# Finally rigged out the ol' boat!



## FULL_DRAW (Mar 29, 2011)

6'X6' deck raised 18".   8 500 watt halogens.  

I'm ready to light up the lake!!


----------



## BREAK'N WINGS (Mar 30, 2011)

looks good. Now its time to get a little blood on it.


----------



## castandblast (Mar 30, 2011)

how tall is that deck off the gunnels?


----------



## FULL_DRAW (Mar 30, 2011)

BREAK'N WINGS said:


> looks good. Now its time to get a little blood on it.
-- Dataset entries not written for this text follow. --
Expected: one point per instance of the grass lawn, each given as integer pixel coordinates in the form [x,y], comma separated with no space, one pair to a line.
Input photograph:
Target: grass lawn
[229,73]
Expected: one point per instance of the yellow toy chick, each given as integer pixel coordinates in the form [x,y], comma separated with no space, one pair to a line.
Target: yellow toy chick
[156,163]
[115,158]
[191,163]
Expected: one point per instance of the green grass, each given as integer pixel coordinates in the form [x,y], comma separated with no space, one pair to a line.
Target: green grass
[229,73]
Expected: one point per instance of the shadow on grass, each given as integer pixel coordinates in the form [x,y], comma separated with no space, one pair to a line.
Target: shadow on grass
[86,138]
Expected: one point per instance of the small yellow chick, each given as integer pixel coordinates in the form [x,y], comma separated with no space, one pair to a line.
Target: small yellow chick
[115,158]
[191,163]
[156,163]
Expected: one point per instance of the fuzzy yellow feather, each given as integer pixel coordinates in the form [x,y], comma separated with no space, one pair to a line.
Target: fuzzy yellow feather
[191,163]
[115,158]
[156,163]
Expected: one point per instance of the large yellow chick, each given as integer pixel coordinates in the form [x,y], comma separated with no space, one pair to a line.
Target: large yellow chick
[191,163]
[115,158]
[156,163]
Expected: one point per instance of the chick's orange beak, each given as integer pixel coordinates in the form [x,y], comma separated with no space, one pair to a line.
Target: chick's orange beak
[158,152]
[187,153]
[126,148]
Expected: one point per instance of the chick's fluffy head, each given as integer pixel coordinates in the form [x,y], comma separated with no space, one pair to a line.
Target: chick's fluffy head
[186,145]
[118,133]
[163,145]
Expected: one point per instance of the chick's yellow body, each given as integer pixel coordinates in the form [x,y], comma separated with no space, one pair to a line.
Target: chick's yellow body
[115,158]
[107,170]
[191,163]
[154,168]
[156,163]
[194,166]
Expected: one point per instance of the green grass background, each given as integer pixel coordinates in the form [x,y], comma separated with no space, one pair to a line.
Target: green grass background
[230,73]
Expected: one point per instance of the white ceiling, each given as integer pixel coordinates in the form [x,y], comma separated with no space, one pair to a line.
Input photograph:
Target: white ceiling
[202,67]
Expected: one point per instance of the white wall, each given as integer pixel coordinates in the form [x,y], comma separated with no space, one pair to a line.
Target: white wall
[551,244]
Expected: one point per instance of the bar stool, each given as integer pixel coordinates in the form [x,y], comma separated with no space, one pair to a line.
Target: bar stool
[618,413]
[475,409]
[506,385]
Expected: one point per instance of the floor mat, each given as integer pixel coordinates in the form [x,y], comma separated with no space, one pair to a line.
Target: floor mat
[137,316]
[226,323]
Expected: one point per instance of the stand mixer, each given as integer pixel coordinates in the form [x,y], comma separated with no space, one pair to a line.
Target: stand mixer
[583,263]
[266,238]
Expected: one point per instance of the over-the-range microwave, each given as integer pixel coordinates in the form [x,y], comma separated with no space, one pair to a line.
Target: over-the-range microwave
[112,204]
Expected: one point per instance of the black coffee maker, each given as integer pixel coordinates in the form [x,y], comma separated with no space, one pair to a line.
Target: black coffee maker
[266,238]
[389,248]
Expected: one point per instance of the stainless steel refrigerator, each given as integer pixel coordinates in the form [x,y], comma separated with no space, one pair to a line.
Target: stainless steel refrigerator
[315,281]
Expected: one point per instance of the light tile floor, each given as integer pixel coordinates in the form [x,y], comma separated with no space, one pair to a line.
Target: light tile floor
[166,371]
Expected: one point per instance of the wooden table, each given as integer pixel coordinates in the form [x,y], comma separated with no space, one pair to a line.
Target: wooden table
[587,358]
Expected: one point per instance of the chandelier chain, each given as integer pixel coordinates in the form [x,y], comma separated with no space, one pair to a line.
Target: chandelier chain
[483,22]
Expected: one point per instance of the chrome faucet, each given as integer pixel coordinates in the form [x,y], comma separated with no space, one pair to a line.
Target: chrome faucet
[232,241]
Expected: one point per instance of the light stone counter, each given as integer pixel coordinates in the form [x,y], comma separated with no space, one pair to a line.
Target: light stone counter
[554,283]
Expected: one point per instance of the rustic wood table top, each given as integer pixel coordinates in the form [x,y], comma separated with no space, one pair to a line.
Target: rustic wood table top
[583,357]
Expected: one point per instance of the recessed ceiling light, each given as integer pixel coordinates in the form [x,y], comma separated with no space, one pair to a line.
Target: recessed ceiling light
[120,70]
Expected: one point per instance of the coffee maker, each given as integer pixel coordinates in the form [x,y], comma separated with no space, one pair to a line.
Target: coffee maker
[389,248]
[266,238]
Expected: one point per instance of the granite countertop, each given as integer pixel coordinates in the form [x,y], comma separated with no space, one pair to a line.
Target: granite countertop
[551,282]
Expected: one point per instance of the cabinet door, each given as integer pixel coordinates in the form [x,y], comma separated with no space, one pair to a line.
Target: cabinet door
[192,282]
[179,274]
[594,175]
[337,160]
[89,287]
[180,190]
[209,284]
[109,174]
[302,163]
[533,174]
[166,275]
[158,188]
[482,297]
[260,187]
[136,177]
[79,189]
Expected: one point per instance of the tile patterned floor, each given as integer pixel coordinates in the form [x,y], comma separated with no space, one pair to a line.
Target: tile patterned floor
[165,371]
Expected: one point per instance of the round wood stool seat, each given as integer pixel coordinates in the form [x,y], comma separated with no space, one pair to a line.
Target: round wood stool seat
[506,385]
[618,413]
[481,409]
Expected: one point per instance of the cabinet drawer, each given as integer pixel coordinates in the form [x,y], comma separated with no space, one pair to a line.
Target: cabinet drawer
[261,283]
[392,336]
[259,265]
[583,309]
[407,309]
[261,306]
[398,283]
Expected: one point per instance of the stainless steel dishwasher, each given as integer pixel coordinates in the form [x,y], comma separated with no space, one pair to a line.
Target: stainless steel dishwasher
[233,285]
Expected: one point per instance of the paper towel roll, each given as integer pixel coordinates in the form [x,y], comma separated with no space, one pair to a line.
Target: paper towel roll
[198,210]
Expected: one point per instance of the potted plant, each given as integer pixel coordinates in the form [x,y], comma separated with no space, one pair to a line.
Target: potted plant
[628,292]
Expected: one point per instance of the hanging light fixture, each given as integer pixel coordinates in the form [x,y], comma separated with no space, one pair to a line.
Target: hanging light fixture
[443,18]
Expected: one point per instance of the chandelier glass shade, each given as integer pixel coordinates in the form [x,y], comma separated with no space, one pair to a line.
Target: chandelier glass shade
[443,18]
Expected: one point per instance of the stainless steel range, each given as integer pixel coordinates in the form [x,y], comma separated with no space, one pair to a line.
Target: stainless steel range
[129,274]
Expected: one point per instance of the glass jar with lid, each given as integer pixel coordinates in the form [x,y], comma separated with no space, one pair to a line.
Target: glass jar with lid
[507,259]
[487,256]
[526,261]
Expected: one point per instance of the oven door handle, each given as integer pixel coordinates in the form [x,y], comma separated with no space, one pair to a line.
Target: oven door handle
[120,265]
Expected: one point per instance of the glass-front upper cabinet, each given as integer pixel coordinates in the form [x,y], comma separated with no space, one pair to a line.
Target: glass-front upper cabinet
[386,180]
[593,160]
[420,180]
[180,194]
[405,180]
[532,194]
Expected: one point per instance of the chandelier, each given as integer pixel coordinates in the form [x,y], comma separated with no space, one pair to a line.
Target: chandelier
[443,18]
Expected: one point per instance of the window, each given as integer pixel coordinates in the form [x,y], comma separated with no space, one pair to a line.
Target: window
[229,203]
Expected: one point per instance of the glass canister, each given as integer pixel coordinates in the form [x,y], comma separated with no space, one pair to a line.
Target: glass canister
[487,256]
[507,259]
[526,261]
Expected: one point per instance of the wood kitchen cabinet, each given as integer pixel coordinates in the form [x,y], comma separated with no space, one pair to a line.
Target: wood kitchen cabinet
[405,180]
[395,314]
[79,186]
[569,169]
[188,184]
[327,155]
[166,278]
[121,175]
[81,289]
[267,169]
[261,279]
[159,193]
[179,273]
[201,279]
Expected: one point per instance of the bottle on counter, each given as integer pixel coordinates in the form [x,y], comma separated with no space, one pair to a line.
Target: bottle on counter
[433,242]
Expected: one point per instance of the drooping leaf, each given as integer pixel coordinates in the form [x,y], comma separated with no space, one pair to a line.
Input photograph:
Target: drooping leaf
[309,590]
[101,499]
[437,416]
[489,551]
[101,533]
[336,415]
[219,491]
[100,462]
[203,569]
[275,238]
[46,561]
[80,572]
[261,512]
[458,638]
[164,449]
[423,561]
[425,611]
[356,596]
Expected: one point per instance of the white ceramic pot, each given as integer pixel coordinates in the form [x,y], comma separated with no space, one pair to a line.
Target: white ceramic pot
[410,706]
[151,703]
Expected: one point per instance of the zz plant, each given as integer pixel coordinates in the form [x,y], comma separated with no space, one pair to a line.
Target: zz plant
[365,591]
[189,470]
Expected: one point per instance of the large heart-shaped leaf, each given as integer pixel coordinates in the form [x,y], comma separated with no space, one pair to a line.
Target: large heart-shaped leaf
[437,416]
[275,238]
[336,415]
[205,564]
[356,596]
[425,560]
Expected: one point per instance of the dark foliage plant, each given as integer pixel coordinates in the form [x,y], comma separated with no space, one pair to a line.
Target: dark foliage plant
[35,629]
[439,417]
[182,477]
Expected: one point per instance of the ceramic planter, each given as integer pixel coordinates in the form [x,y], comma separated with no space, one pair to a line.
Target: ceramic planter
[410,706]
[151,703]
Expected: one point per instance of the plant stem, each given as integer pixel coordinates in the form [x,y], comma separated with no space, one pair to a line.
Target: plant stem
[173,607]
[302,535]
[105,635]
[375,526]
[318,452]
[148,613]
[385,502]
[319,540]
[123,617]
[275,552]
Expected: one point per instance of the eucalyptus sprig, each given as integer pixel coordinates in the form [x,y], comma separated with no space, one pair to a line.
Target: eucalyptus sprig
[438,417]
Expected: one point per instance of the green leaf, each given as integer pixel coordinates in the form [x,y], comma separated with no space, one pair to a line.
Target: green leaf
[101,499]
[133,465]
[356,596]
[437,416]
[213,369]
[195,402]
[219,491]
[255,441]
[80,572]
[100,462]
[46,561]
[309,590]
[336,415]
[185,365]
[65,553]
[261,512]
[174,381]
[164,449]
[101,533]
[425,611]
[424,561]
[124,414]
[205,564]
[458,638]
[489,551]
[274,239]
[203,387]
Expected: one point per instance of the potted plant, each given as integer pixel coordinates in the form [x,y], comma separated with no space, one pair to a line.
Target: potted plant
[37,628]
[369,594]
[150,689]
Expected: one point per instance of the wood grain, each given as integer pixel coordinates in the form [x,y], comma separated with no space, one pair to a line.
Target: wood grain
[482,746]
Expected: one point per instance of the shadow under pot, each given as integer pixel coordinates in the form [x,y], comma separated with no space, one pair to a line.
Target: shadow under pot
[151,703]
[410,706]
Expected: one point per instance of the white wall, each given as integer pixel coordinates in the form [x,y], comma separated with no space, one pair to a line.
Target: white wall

Im ready too!! I am about to get the genny tomorrow and i will be shootin somewhere this weekend!!
CANT WAIT!!!


----------



## FULL_DRAW (Mar 30, 2011)

castandblast said:


> how tall is that deck off the gunnels?



18"  I wanted to go higher but i think 18" is a good "average" height. I am planning on shooting during the day and night so any height is better than none!


----------



## BREAK'N WINGS (Mar 30, 2011)

Good luck finding some non muddy water. With all this rain we've had its gonna be tough.


----------



## FULL_DRAW (Mar 31, 2011)

BREAK'N WINGS said:


> Good luck finding some non muddy water. With all this rain we've had its gonna be tough.



Yea. Visibility is gonna suck!! but i just wanna see how it floats, if its level or not.


----------



## castandblast (Mar 31, 2011)

Thats what Im making mine. It look taller than that in the pic. I thought it was up over 2ft.


----------